Mitch chose to ignore her snipe, and instead, sat down on one of the counter stools, laying his forearm beside his identical, as yet untouched plate of meatloaf. “Can we talk?”
Frankie’s head cocked in an absurd parody of “what the fuck?” “About?”
He patted the stool next to his in a gesture of friendly warmth. “What’s been going on in your life. How you’re doing. You know, conversations people have when they haven’t seen someone they care about in a long time.”
People you care about? Seriously? Oh, tongue don’t fail me now.
“When you find that someone who cares about me, have your people call my people. Until then, go away.”
“Aw, Frankie. We have some hard feelings between us, don’t we?”
“Well, they’re not soft and squishy.”
Mitch gave her his best “I haz a sad” expression. “Can’t we let bygones be bygones?”
“Oh, they’re bygone. All gone, in fact. Now go back home to Bamby.”
“Bamby and I are over.”
“Did she find out about Carrie?” Frankie asked like butter wouldn’t melt in her mouth.
“Carrie?”
Frankie marveled at how dumbstruck his perfectly aged face appeared. How many women had there really been before Bamby? Something to ponder as she sent him packing. “I know how hard it must be to keep track of all the female pairs of eyes you’ve wobbled,” she sympathized, letting her words drip with false consolation. “Carrie was a woman you met right here in this diner. A foodie, so to speak. A foodie married to someone else. But that’s all water under the proverbial bridge now, Mitch. The past is the past and all that jazz. I don’t know why you’re here or how you found me, and frankly, I don’t give a prostitute’s checkup why, because we have nothing to say to each other. Now, you’re interrupting my lunch hour. Go.

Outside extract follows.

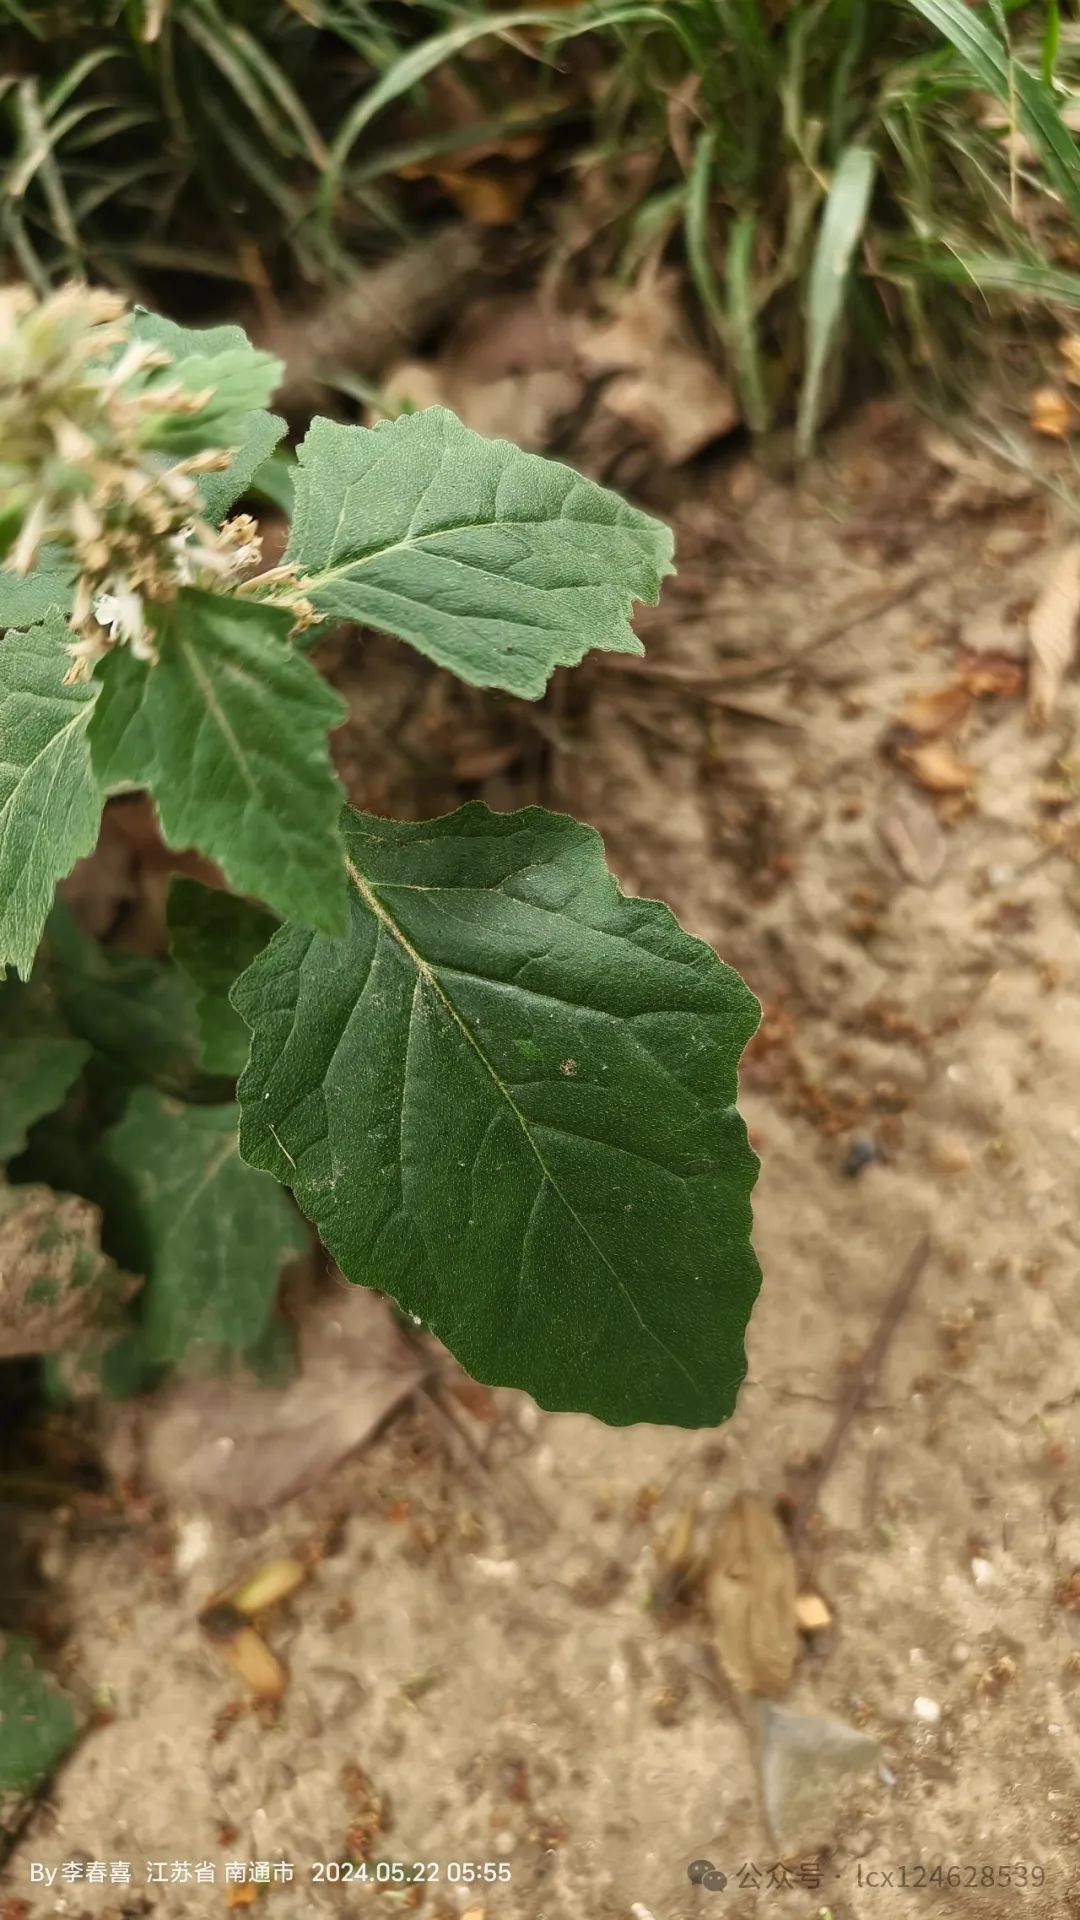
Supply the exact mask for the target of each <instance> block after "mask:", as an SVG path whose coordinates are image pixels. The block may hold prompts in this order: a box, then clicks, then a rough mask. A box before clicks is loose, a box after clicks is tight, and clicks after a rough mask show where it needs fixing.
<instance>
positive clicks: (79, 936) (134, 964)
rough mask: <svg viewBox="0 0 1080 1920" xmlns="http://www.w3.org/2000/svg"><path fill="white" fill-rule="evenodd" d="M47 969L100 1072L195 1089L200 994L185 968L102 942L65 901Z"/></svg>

Away.”
Mitch’s face went hard for a moment, before he recovered and slapped on his smile especially made for his fans. The “I am the great chef and you are the minion” smile. “I can’t believe you’re working in a diner.” He pushed his food around his plate, wincing as though the mere idea that the food didn’t cost a hundred bucks physically hurt him.
“I can’t believe you have the balls to mock my job or the food here. First of all, that’s the best meatloaf you’ll ever eat,
Chef Mitch
. So if you plan to be insulting, take it elsewhere or I
will
bring my wooden spoon out of retirment. Second of all, at least here the only monstrous ego I have to contend with is the homeless guy’s out front who claims I’m blocking his sun when I park in the space in front of his bench. Believe me when I tell you, being employed here is like rainbows and rocking horses compared to working for you.”

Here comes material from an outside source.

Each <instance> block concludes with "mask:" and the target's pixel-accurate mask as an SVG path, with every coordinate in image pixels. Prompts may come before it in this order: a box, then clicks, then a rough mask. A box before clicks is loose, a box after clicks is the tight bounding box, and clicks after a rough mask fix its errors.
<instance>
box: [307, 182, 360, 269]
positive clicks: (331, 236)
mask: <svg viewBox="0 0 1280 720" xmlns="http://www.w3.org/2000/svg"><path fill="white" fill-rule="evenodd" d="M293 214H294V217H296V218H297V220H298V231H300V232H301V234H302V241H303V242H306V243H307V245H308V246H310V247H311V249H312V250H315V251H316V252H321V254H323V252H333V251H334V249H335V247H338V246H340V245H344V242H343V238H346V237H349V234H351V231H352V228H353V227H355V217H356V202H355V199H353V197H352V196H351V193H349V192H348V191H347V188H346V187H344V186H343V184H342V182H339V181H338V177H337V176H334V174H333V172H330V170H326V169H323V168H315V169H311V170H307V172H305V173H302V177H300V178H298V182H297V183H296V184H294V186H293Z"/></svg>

But Mitch was ignoring her again. He’d decided to brave a bite of food for heathens and was too busy making groans of chef pleasure. “This is amazing.” Mitch held up a forkful of meatloaf. “Just amazing.”
Frankie gave him a sour glare. “Sometimes food for heathens can be that way.”
“Any chance I could get the recipe?” he asked, licking the fork like a cat licking cream from his whiskers.
Beyond flabbergasted at Mitch’s bold request, Frankie held herself away from the counter with stiff arms. “So you can tell the world you created it like you did with all of my recipes for the show? Fat chance, Mitch. Besides, it’s a family secret, and even if I did know it, I certainly wouldn’t give it to you so you could claim it as your own stroke of genius.”
“How’s my Kik?”
“
Your
Kik? You mean the dog you cared so much about you had a clause put in our divorce that said you wouldn’t be held responsible for any of her veterinary bills? That Kik?”
His face didn’t change, but his eyes shifted. “I loved Kiki,” he defended so weak and insincere, it was all Frankie could do not to gouge his eyes out with her fork.
She shook her head with an angry swish. “No, you loved the ratings she brought the show. You loved letting everyone believe the PETA-loving Mitch had saved her. But we both know the truth about that, don’t we?”